仮想通貨 最終更新日: 公開日:
本記事では、未来のお金となる「仮想通貨」の仕組み、メリット、儲かるのかまでを初心者でも簡単にわかるよう噛み砕いて解説していきます。
仮想通貨への理解を深めたい方や、今後仮想通貨への投資を検討したい方は是非参考にしてみて下さい。
目次
仮想通貨とは、インターネット上で価値の交換をしたり、送金、モノやサービスの購入に利用する事が出来る新しいお金です。
この仮想通貨が初めて誕生したのは2008年の事であり、「サトシ・ナカモト」と呼ばれる謎の人物がインターネット上で「Bitcoin:A Peer-to-Peer Electronic Cash System」といった論文を投稿した事をきっかけに、最初の仮想通貨となる「ビットコイン(Bitcoin/BTC)」が誕生しました。

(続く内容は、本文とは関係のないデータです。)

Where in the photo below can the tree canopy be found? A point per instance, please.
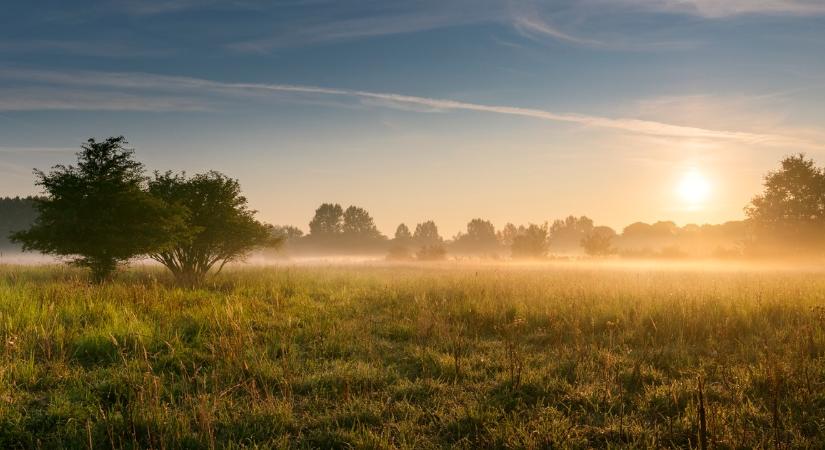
(220, 228)
(97, 213)
(789, 214)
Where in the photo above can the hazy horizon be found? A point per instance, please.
(624, 111)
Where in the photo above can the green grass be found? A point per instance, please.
(412, 357)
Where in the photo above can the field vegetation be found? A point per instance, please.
(413, 356)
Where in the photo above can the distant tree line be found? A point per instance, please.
(788, 218)
(106, 211)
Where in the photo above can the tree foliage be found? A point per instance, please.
(599, 241)
(530, 242)
(402, 234)
(328, 221)
(97, 213)
(790, 213)
(426, 233)
(480, 238)
(358, 225)
(16, 213)
(220, 228)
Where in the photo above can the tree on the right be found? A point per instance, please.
(789, 215)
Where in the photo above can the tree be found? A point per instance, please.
(790, 212)
(530, 242)
(479, 238)
(15, 214)
(358, 224)
(566, 235)
(220, 228)
(426, 233)
(97, 213)
(328, 221)
(507, 235)
(287, 232)
(599, 242)
(402, 234)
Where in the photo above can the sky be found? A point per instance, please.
(514, 111)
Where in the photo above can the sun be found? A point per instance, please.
(694, 188)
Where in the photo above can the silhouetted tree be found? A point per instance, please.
(426, 233)
(507, 235)
(15, 214)
(287, 232)
(480, 238)
(790, 212)
(328, 221)
(566, 235)
(97, 213)
(358, 224)
(530, 242)
(220, 226)
(433, 252)
(599, 241)
(402, 233)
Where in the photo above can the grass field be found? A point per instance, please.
(413, 357)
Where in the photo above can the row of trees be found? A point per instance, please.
(787, 218)
(336, 230)
(105, 211)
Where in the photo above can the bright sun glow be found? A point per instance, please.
(694, 188)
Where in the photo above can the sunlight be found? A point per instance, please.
(694, 188)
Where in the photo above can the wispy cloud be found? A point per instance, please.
(197, 86)
(722, 8)
(534, 25)
(84, 48)
(43, 99)
(34, 150)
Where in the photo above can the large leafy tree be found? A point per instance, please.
(599, 241)
(328, 221)
(480, 238)
(358, 224)
(402, 234)
(220, 226)
(530, 242)
(426, 233)
(97, 213)
(789, 215)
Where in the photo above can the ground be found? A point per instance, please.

また、仮想通貨は英語で「Cryptocurrency(暗号通貨)」と呼ばれており、ビットコイン以外にも「リップル(Ripple/XRP)」「イーサリアム(Ethereum/ETH)」といった仮想通貨が存在しています。
この仮想通貨は、現在私達が日常的に利用している日本円のような「法定通貨」とは異なり、各国の政府や銀行に管理されていません。

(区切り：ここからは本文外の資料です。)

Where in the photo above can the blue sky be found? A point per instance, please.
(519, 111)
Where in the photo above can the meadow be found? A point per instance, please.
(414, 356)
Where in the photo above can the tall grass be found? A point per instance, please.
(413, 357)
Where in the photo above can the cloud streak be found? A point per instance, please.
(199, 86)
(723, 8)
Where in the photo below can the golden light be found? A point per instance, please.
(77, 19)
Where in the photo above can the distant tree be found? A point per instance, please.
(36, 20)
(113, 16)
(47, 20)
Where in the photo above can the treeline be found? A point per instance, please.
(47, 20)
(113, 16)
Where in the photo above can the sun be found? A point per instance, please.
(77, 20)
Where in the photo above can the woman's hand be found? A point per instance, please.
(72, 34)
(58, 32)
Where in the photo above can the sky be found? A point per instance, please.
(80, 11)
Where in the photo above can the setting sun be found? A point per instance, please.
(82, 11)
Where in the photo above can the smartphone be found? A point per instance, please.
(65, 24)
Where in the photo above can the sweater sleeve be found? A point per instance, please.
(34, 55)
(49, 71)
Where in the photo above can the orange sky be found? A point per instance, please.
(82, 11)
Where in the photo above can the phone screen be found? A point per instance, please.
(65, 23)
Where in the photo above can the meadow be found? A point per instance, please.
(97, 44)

そもそも既存の「お金」は、必ずどこかにその管理者が存在していました。日本円であれば日本銀行、米ドルであれば連邦準備銀行(FRB)がそれぞれ管理しています。
しかし、仮想通貨はそれら各国の中央銀行が発行して管理しているわけではありません。
仮想通貨は「暗号技術」によって銀行のようなお金の管理者を排除し、インターネット上で国家や銀行に価値を左右されない通貨として成り立っているのです。
では、仮想通貨がどのような仕組みで機能しているのかを、代表的な仮想通貨である「ビットコイン」を例に見ていきましょう。

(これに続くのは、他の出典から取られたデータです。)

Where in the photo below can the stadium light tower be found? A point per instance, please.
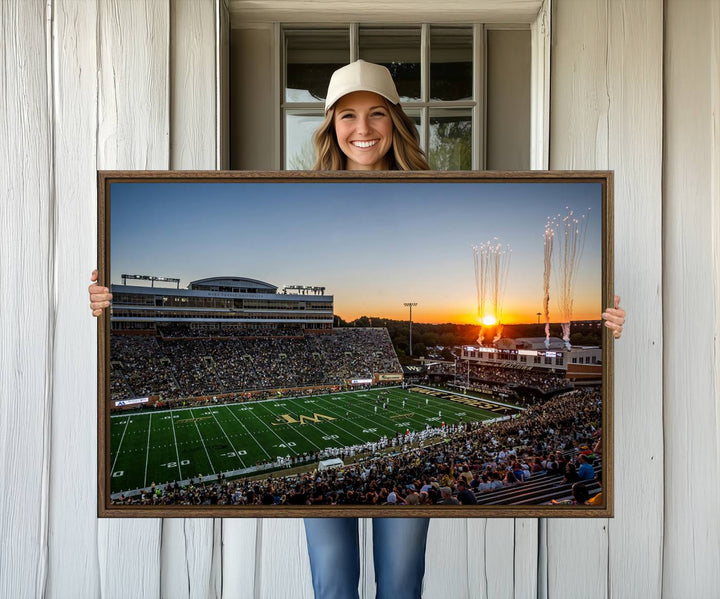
(410, 305)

仮想通貨の根幹にあるのは、「ブロックチェーン」と呼ばれる技術です。
ブロックチェーン技術とは、別名「分散型取引台帳」とも呼ばれており、ネットワーク上で様々な取引データを管理者無しで記録する事が出来ます。
例えば、既存のWebサービスではユーザーのデータを「中央集権型」の単一のサーバーにて管理しています。
これによって、そのWebサービスは単一のサーバーを攻撃されるリスクが常にあり、サーバーを管理する為の莫大なコストも同時に掛かってしまう事となるのです。
しかし、ブロックチェーンはデータ自体が一箇所に集約されておらず、「ノード」と呼ばれる個人の端末同士で台帳や取引記録といったデータを共有する事が可能なのです。
これによって、データを分散化させてデータ攻撃のリスクを防ぎ、その管理コストも大幅に削減出来るのです。
そして、上述したブロックチェーンの仕組みを応用したものが仮想通貨であり、ブロックチェーンを活用する事によって送金手数料の削減や、高いセキュリティ性を維持出来るのです。
上の図のように、既存の法定通貨のシステムは中央に管理者となる銀行が存在しています。
当然ながら、普段私達が利用している銀行はこの「中央集権型」に当てはまり、日本円を利用するには必ず銀行を介在する必要があります。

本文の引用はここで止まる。